|
İZLENİM Recai Şeyhoğlu
SERZENİŞE SERZENİŞ
Dinçer Sezgin, 13 Nisan 2002 tarihli Radikaldeki köşesinde "Serzeniş" başlıklı
yazısında TYS, ED ve Pen Yazarlar Derneği Genel Başkanlarına, 7. Tüyap Kitap Fuarı'nda
yaşadıklarından hareketle birkaç soru soruyor, üzüntülerini dile getiriyor, soruna
çözümler bulmaya çalışıyordu.
Sayın Sezgin, TYS standında imza yaparken (Kendisi, "Yazarlar Sendikası Standı"
diye yazmış. Oysa sendikamızın adı Türkiye Yazarlar Sendikası diye yazılmalıydı.)
yanına bir yazar arkadaşı gelip sormuş. Ağabey, demiş. Sen üç kuruluşun da üyesisin.
Bense hiçbirinin üyesi değilim. Seninle aramızda ne fark var, anlatır mısın, demiş.
Bana göre öncelikle, "Önce git TYS'ye ED'e Pen Yazarlar Derneğine üye ol, ondan
sonra konuşalım." demeliydi Dinçer Sezgin. Bunu yapmayıp örgütsüz yazara örgüt,
dernek, dayanışma, paylaşım filan demeye çalışmış.

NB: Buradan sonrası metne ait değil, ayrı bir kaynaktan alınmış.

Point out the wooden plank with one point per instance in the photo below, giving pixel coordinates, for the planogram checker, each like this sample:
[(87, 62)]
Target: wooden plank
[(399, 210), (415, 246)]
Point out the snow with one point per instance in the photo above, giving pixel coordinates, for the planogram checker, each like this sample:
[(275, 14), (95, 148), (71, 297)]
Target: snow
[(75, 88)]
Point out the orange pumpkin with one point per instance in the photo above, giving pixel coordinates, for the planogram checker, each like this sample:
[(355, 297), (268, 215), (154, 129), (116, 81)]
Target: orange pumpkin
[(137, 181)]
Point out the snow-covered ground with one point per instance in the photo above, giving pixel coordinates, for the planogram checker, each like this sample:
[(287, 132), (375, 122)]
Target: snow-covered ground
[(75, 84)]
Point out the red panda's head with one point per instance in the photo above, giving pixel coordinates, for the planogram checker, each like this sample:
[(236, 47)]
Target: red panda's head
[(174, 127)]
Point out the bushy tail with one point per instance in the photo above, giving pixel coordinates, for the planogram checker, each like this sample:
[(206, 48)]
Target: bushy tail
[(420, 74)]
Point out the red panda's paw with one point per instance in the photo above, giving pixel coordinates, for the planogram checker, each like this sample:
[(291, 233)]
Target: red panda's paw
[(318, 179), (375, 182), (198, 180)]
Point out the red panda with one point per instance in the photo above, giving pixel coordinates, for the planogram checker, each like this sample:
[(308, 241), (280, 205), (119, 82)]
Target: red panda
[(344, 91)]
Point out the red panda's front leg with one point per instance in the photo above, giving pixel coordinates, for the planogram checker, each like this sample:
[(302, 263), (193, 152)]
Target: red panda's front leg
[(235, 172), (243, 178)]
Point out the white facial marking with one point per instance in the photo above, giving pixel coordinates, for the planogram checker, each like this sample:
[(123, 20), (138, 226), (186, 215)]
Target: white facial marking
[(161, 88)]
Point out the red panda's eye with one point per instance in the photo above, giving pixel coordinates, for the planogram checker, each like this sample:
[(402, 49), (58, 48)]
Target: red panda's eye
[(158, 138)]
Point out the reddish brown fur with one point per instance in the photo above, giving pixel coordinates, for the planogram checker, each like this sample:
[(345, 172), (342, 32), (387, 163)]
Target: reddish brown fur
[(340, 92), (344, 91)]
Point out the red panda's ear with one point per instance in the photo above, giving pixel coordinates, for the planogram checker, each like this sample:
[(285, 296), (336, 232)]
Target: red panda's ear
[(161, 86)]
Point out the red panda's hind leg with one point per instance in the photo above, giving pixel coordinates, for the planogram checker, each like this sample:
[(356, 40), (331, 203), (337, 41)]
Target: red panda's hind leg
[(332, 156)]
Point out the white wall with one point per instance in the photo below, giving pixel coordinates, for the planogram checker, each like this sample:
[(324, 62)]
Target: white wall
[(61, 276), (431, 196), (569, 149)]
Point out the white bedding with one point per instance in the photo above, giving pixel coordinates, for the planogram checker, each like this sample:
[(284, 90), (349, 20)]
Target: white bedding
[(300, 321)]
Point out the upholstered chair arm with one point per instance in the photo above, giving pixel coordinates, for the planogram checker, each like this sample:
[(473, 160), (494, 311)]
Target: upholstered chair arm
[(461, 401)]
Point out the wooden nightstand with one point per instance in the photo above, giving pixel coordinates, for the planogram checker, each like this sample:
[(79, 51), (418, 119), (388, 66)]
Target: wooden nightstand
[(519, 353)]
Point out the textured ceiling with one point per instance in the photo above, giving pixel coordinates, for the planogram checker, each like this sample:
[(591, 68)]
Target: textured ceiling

Örgütsüz yazar da sürdürmüş sorularını..
"Bu kuruluşlar neyi paylaşıyorlar üyeleriyle. Sözgelimi seninle neyi paylaştılar
şimdiye değin." demiş ve eklemiş:
"Kitaplarının yayınını mı kolaylaştırdılar, dergilere, gazetelere gönderdiğin
yazıların hemen yayımlanmasını mı sağladılar, yurtdışı gezilere mi çağırdılar,
İstanbul'da - Ankara'da düzenlenen söyleşilere, açık oturumlara, imza günlerine,
panellere, konferanslara mı davet ettiler, bir dergi mi çıkarttılar, bir yayınevi
kurup üyelerinin baskı olanaklarını mı arttırdılar?"
Breh breh!..
Örgütsüz yazarın sorusu,yerini çirkinliğe bırakıyor. Şöyle soruyor bu kez.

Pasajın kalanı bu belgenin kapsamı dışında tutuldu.